Pacific islands in the global imagination

Pacific islands, and Bikini Atoll in particular, continue to be present in the global imagination. Although Bikini is currently uninhabited with the exception of a few caretakers, it is recognized by UNESCO as a World Heritage Site due to its role at the dawn of the Nuclear Age and is open to visitors aboard vessels that are completely self-sufficient if they obtain prior approval. Bikini lagoon diving is limited to fewer than a dozen experienced divers a week, costs more than US$5,000, and includes detailed histories of the nuclear tests. In what may now be perceived as a blatant case of cultural misappropriation and disrespect for local populations, the “bikini” swimsuit has become a worldwide fashion commodity. The French, who invented the design and the term in 1946, also speak of “monokini” for topless beachwear and “burkini” (a portmanteau word for burqa and bikini) for an Islamic attire that covers the whole body.
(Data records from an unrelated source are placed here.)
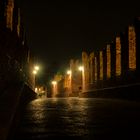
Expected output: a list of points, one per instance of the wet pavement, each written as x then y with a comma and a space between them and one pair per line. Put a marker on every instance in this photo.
80, 118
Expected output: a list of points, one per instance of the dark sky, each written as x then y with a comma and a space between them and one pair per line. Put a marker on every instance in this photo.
61, 30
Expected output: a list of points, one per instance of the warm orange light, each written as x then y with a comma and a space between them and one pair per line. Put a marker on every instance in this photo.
54, 82
36, 68
81, 68
108, 54
69, 72
132, 47
34, 72
118, 56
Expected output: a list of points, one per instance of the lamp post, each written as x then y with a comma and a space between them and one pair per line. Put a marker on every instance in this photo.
54, 88
69, 73
81, 68
35, 71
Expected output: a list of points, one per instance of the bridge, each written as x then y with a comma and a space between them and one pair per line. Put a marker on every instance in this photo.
113, 72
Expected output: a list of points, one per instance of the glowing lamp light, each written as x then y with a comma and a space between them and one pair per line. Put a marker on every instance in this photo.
54, 82
36, 68
69, 72
34, 72
81, 68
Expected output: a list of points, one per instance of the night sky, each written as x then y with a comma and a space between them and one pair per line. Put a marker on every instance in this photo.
61, 30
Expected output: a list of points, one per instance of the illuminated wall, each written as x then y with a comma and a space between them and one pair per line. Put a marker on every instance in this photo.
9, 14
108, 55
118, 56
132, 47
101, 65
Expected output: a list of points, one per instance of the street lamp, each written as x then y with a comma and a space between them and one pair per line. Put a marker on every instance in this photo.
81, 68
54, 88
69, 72
35, 71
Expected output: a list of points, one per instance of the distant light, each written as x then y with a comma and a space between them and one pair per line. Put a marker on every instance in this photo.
34, 72
54, 82
36, 68
69, 72
36, 89
81, 68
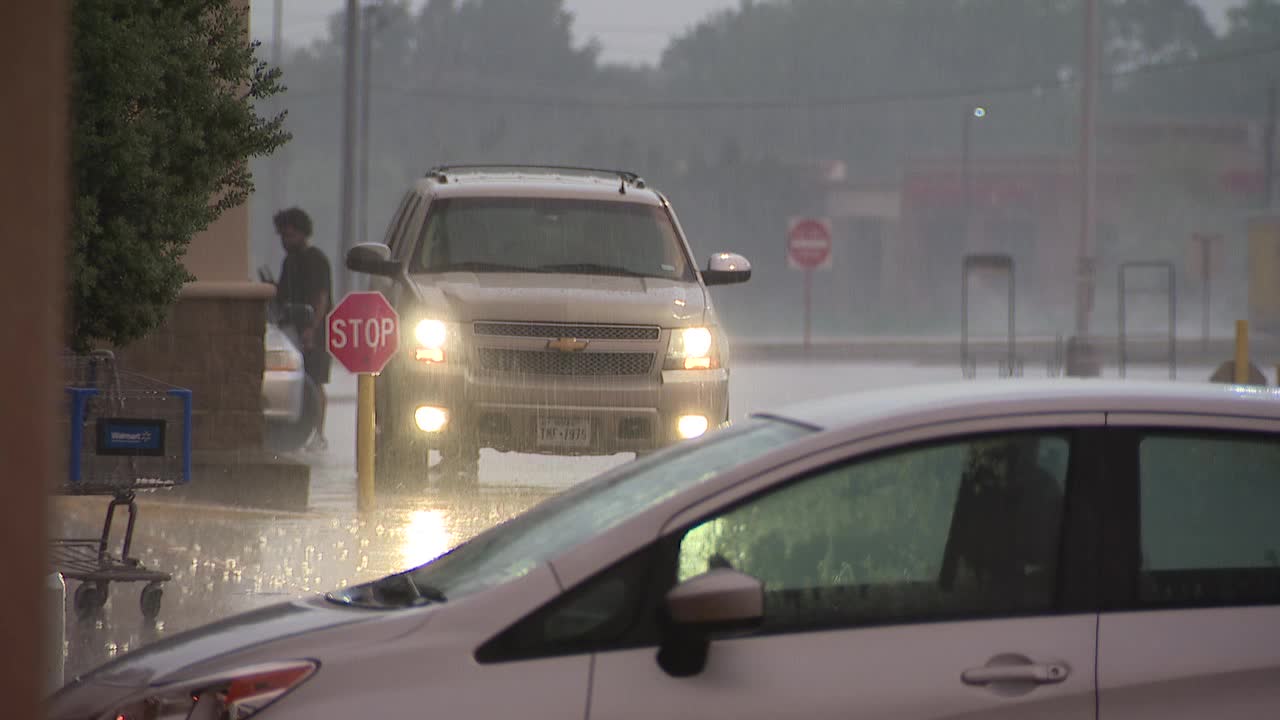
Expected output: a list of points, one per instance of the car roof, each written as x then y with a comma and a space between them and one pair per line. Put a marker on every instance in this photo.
538, 181
940, 402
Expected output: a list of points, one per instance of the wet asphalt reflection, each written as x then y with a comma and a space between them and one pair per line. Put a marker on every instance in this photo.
229, 560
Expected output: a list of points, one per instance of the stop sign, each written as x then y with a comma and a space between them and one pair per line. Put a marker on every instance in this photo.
364, 332
809, 244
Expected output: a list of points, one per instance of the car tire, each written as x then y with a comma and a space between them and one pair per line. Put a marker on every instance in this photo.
458, 466
400, 460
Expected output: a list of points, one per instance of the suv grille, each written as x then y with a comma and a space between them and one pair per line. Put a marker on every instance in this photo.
581, 332
553, 363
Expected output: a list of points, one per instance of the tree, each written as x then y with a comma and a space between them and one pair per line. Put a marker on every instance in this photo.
164, 124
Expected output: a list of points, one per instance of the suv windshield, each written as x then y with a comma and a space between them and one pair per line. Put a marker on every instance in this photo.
516, 547
551, 236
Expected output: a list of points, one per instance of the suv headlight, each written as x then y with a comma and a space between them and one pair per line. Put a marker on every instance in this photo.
234, 695
429, 340
691, 349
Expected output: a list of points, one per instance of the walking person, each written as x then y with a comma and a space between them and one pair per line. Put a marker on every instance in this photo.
306, 281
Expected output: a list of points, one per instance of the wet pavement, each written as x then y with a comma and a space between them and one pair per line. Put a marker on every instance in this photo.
229, 560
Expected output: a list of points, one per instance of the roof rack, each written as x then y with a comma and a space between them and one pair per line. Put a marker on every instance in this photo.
626, 177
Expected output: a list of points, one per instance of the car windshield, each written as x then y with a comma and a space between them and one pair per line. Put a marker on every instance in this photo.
513, 548
551, 236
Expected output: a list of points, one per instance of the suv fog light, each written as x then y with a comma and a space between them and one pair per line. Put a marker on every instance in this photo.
430, 419
691, 425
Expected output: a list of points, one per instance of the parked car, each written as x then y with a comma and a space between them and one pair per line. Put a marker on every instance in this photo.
288, 408
1054, 548
554, 310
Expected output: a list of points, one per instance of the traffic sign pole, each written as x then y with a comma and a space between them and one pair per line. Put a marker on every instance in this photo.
808, 249
365, 442
808, 305
364, 335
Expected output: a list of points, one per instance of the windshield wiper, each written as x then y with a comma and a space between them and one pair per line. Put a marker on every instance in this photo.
392, 591
594, 269
423, 593
481, 267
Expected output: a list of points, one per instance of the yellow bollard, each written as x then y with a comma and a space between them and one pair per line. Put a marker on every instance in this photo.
1242, 352
365, 442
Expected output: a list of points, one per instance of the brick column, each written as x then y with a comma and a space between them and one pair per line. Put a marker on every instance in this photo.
211, 343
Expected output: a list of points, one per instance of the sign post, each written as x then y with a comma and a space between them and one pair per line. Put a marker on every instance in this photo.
808, 249
1206, 256
364, 335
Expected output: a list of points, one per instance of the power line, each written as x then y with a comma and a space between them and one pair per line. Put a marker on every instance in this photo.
553, 99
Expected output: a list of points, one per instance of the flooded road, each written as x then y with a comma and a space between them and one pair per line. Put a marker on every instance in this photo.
229, 560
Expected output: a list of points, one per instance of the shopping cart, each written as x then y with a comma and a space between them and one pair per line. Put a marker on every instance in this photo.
126, 433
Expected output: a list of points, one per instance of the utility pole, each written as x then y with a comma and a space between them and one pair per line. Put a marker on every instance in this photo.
348, 144
1082, 359
1269, 151
278, 162
970, 112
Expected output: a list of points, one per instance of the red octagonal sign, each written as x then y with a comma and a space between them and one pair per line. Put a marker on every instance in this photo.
809, 244
364, 332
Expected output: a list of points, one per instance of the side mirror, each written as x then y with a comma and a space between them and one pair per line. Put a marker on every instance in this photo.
727, 268
718, 601
373, 258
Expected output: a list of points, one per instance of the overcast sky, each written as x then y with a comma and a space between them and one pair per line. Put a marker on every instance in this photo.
627, 31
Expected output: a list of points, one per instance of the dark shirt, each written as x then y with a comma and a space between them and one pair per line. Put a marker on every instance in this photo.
304, 276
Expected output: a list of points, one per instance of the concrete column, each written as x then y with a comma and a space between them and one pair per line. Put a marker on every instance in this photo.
33, 212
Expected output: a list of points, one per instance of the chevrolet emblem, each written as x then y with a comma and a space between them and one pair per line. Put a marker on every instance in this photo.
567, 345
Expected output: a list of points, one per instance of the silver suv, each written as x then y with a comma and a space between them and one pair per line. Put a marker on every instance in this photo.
553, 310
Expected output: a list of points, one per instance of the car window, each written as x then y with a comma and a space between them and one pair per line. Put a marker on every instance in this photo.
393, 228
406, 224
1208, 519
512, 548
955, 529
604, 611
551, 235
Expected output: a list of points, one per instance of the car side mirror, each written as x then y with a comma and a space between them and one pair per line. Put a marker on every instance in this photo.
727, 268
373, 258
721, 601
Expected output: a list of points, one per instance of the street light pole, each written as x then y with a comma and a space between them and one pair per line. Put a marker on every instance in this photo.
964, 177
1080, 359
277, 55
366, 50
965, 192
348, 141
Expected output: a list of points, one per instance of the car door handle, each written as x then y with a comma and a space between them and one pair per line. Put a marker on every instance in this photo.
1043, 674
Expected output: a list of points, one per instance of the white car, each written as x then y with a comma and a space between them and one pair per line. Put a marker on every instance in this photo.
1059, 548
287, 406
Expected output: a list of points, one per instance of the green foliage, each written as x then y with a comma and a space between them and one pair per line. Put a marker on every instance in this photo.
163, 98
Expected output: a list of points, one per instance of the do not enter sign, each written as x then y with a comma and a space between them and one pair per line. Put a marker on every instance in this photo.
809, 244
364, 332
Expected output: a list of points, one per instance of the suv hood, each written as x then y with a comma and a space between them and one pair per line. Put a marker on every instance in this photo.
553, 297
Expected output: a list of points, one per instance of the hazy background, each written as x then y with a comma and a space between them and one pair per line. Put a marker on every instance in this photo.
750, 113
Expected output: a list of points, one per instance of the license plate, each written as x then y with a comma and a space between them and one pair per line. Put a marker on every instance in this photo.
565, 432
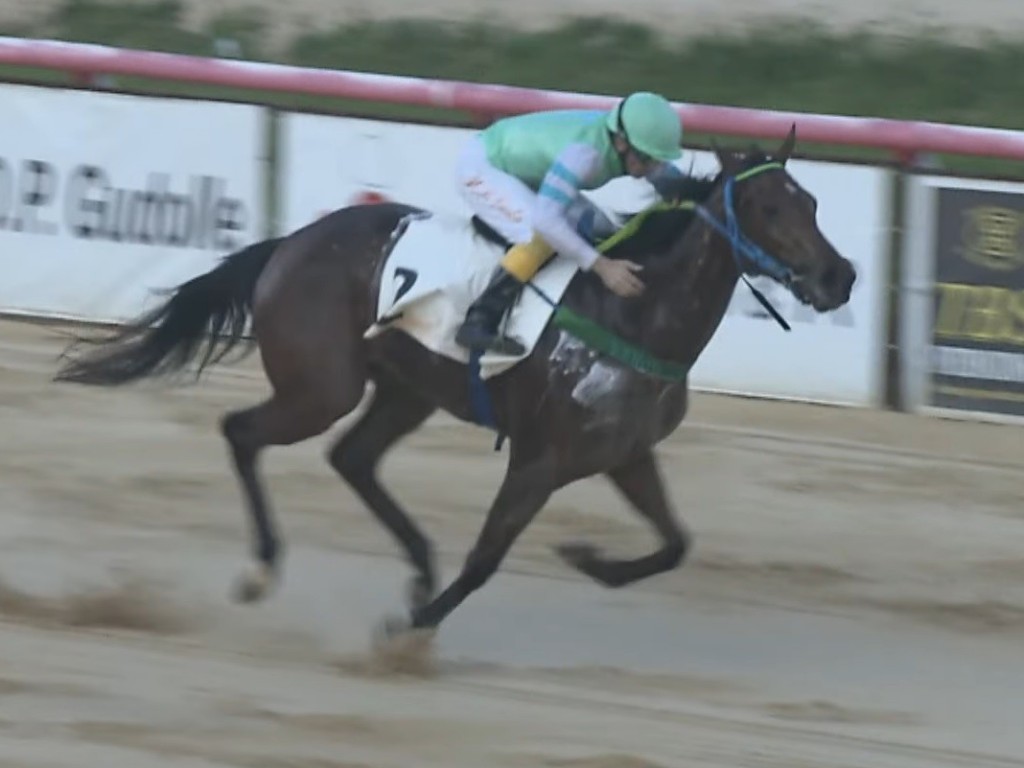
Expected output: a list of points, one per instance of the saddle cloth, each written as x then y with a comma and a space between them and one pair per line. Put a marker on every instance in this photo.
438, 264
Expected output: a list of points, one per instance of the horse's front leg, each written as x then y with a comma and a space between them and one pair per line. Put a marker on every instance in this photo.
523, 493
641, 484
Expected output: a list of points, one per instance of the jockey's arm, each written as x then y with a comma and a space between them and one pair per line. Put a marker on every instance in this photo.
558, 189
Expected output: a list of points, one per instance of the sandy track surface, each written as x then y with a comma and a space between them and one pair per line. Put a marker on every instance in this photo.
855, 596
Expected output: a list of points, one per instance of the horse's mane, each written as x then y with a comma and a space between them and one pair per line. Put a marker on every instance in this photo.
660, 227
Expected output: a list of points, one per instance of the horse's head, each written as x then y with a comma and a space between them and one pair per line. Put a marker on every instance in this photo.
776, 214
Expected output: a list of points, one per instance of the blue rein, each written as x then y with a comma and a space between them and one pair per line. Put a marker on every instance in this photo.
749, 255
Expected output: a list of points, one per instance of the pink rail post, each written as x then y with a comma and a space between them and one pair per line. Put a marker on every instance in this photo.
903, 138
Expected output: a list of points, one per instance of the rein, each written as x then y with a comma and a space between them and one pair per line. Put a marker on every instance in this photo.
750, 258
761, 261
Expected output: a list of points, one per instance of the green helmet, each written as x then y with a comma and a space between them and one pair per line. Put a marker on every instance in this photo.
650, 124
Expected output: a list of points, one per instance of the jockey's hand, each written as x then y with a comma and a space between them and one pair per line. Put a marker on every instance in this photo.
617, 275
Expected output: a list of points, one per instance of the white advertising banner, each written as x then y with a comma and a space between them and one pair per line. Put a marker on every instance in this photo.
104, 198
330, 162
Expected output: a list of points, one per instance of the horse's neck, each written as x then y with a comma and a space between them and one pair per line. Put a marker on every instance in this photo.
688, 300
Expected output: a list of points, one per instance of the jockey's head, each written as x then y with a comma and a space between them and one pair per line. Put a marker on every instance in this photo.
646, 131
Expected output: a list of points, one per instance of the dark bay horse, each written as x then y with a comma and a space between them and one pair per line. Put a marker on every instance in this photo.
568, 412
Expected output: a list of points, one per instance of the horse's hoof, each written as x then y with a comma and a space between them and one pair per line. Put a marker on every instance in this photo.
419, 592
254, 584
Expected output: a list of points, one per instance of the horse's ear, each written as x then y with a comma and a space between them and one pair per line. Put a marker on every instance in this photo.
786, 148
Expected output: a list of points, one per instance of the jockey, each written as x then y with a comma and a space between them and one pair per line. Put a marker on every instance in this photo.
522, 176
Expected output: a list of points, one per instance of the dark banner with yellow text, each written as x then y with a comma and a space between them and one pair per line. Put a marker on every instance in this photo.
977, 335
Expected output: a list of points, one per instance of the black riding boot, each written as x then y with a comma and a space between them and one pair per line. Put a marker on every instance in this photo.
479, 331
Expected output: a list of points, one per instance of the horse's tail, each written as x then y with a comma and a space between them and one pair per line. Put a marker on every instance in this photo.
206, 315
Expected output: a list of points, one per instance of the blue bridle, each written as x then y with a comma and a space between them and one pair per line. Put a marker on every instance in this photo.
751, 258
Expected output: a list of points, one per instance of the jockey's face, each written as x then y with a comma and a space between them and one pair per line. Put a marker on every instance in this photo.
637, 164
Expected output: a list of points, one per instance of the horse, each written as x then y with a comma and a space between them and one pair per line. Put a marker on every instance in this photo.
310, 295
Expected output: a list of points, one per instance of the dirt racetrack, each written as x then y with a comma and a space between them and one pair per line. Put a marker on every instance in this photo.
855, 596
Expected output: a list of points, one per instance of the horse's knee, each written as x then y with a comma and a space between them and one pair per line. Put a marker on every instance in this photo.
232, 427
348, 461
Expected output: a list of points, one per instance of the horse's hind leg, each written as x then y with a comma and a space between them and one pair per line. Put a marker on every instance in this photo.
282, 420
640, 482
524, 492
393, 413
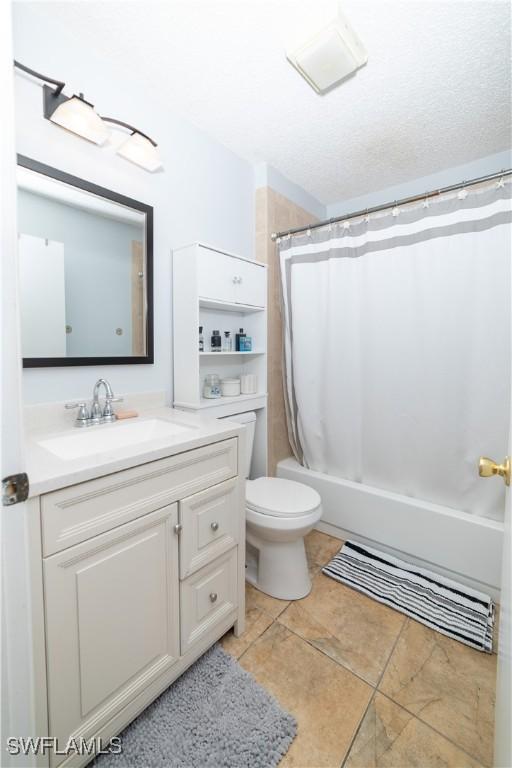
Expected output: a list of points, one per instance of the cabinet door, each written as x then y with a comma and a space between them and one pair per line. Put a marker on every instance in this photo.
112, 621
216, 275
251, 285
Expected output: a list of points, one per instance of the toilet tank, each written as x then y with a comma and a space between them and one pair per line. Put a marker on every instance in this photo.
249, 421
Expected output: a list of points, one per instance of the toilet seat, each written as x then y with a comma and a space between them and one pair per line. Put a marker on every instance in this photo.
276, 497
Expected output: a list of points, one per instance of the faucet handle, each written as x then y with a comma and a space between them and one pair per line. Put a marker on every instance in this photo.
108, 411
82, 417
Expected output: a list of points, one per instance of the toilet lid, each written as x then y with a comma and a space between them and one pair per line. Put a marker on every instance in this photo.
281, 498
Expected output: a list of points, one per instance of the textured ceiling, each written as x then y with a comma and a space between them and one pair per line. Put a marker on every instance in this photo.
435, 92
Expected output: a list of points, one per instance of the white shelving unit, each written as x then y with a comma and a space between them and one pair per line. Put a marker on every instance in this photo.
225, 292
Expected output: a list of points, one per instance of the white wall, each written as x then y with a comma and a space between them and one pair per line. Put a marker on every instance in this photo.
205, 192
266, 175
490, 164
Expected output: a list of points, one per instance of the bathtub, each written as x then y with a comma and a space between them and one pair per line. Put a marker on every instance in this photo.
461, 546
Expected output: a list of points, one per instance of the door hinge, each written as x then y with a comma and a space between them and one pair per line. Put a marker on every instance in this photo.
14, 489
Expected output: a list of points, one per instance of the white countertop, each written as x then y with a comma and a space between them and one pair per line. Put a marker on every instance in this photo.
47, 472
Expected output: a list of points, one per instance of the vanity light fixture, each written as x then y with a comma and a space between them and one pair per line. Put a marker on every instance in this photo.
77, 115
138, 147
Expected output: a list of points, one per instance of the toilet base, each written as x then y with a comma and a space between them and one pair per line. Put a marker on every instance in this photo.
281, 568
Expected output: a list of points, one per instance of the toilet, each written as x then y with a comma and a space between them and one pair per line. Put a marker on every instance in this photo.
279, 513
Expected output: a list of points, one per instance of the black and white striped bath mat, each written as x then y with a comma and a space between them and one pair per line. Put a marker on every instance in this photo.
440, 603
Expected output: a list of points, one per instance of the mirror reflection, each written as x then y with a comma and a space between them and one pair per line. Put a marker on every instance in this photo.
82, 268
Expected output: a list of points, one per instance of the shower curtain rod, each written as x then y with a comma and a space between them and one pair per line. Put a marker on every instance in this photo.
403, 201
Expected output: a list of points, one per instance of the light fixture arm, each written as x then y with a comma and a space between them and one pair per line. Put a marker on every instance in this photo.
130, 128
58, 83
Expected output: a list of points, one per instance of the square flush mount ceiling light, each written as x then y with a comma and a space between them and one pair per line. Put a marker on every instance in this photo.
328, 55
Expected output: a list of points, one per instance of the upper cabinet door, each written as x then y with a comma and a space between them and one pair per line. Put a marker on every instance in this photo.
251, 285
216, 275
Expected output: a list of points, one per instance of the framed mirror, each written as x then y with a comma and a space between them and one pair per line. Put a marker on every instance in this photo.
85, 270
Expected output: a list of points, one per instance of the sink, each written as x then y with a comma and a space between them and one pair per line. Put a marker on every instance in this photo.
109, 437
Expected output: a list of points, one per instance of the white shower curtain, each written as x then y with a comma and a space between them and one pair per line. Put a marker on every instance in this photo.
397, 361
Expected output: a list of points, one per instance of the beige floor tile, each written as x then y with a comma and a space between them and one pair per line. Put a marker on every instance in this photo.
256, 622
320, 548
256, 599
349, 627
327, 700
447, 685
390, 737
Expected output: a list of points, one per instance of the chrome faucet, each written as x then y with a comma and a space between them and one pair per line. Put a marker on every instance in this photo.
96, 415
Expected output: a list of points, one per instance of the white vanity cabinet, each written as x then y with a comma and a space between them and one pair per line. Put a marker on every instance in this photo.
142, 570
112, 621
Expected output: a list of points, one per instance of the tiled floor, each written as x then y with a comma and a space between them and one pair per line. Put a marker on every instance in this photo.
369, 687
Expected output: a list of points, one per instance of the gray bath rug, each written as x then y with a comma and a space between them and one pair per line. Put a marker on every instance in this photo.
214, 716
442, 604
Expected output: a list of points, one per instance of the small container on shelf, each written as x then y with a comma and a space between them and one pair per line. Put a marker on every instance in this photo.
227, 342
230, 387
239, 340
216, 342
211, 386
248, 384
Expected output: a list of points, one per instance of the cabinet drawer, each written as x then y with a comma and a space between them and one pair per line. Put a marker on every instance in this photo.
78, 513
210, 523
207, 598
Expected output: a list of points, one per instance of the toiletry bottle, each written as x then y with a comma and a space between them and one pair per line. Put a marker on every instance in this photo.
239, 344
227, 343
247, 342
216, 341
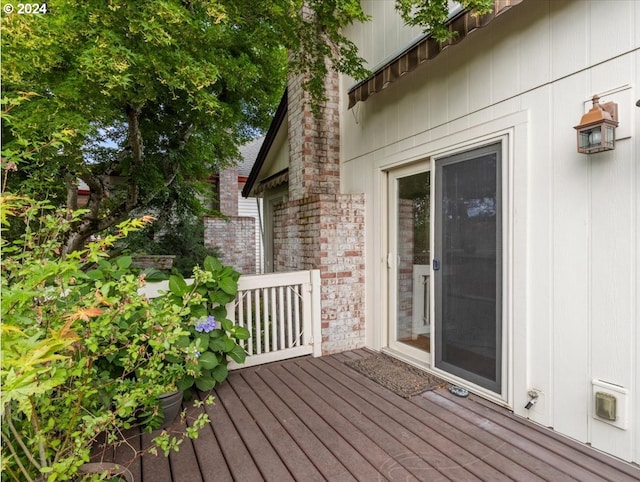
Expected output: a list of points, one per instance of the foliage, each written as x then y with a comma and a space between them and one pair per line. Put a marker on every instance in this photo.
83, 353
183, 238
213, 335
432, 15
153, 96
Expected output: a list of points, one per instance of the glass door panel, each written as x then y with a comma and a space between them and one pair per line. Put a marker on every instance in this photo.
468, 253
410, 329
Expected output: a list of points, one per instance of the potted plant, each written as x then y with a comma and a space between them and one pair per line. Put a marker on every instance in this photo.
215, 338
83, 354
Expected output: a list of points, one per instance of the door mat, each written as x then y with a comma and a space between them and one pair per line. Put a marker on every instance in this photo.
395, 375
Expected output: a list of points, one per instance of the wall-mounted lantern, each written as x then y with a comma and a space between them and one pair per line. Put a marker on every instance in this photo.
597, 128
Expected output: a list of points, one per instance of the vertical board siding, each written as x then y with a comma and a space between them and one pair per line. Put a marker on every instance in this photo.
577, 254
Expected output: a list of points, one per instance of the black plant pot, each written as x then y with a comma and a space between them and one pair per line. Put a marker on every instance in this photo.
171, 405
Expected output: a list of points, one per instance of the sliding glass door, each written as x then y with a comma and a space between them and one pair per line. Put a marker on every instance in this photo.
445, 265
468, 267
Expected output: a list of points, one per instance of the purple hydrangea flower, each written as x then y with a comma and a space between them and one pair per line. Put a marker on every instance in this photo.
205, 325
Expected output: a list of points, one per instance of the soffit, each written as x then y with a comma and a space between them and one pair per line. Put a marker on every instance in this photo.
422, 50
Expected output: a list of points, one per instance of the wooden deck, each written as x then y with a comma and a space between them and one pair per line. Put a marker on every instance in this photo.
316, 419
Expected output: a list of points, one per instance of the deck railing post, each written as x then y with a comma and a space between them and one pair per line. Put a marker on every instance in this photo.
316, 313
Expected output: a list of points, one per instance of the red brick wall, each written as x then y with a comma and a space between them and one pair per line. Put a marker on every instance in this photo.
314, 142
228, 191
326, 232
235, 237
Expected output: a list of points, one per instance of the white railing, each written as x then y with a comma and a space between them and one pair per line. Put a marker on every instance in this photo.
282, 313
280, 310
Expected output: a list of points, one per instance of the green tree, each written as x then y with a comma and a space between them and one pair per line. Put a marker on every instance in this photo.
153, 96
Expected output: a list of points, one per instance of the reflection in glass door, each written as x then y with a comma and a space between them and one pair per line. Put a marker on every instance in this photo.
468, 252
411, 322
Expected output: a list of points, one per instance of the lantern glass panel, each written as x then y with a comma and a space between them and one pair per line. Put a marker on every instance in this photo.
609, 137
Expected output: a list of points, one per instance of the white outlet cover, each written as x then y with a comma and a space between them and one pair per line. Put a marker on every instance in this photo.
622, 402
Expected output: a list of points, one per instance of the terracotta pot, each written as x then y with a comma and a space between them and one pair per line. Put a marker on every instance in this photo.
171, 406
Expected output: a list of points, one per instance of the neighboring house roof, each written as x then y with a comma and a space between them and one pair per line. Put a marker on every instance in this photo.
249, 153
425, 48
276, 123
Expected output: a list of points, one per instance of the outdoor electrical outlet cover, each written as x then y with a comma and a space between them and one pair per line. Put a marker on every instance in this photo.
610, 403
459, 391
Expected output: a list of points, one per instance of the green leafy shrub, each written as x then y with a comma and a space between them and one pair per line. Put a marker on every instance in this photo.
83, 353
211, 333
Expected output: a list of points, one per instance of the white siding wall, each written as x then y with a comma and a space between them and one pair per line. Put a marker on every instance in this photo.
574, 221
249, 207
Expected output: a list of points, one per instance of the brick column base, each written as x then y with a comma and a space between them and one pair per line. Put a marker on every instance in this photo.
326, 232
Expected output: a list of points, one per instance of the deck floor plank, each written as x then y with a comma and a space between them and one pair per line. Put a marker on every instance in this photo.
596, 462
323, 401
211, 462
353, 460
491, 444
288, 450
452, 444
314, 419
264, 455
314, 449
567, 466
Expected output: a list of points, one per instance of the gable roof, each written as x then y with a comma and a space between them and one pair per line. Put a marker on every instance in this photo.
249, 153
425, 48
276, 123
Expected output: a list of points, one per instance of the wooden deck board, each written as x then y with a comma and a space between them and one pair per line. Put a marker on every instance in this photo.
397, 416
323, 460
317, 419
French nuclear tests in the Pacific, which were conducted from the 1960s to 1995 in the Mururoa Atoll in French Polynesia, led to the same controversies regarding the health, wellbeing, and environment of the people living in the region. Pacific islands now stand at the frontline in the battle against climate change, with rising sea levels threatening local livelihoods and the very existence of islanders’ communities. Despite having low emissions, the countries in the region have developed ambitious Nationally Determined Contributions (NDCs) under the Paris Agreement to be fully renewable in terms of energy by 2030. Elected in January 2020, the current president of the Republic of the Marshall Islands, David Kabua, has declared that combating climate change, negotiating with the US regarding the extension of the COFA that expires in 2023, and addressing the issue of the Runit Dome stocking radioactive debris as the top priorities of his presidency. Meanwhile, China has become an important and welcome source of loans, infrastructure and aid for the sovereign states in the region, triggering a commitment by the US and its allies to devote more resources and diplomatic engagement to Pacific island countries. While it doesn’t address these pressing geopolitical issues, Radiation Sounds documents the struggle of Marshallese men and women to keep their memories of ancestral homelands and cultural values alive, voicing their sense of identity amid the deafening silence that follows nuclear explosions.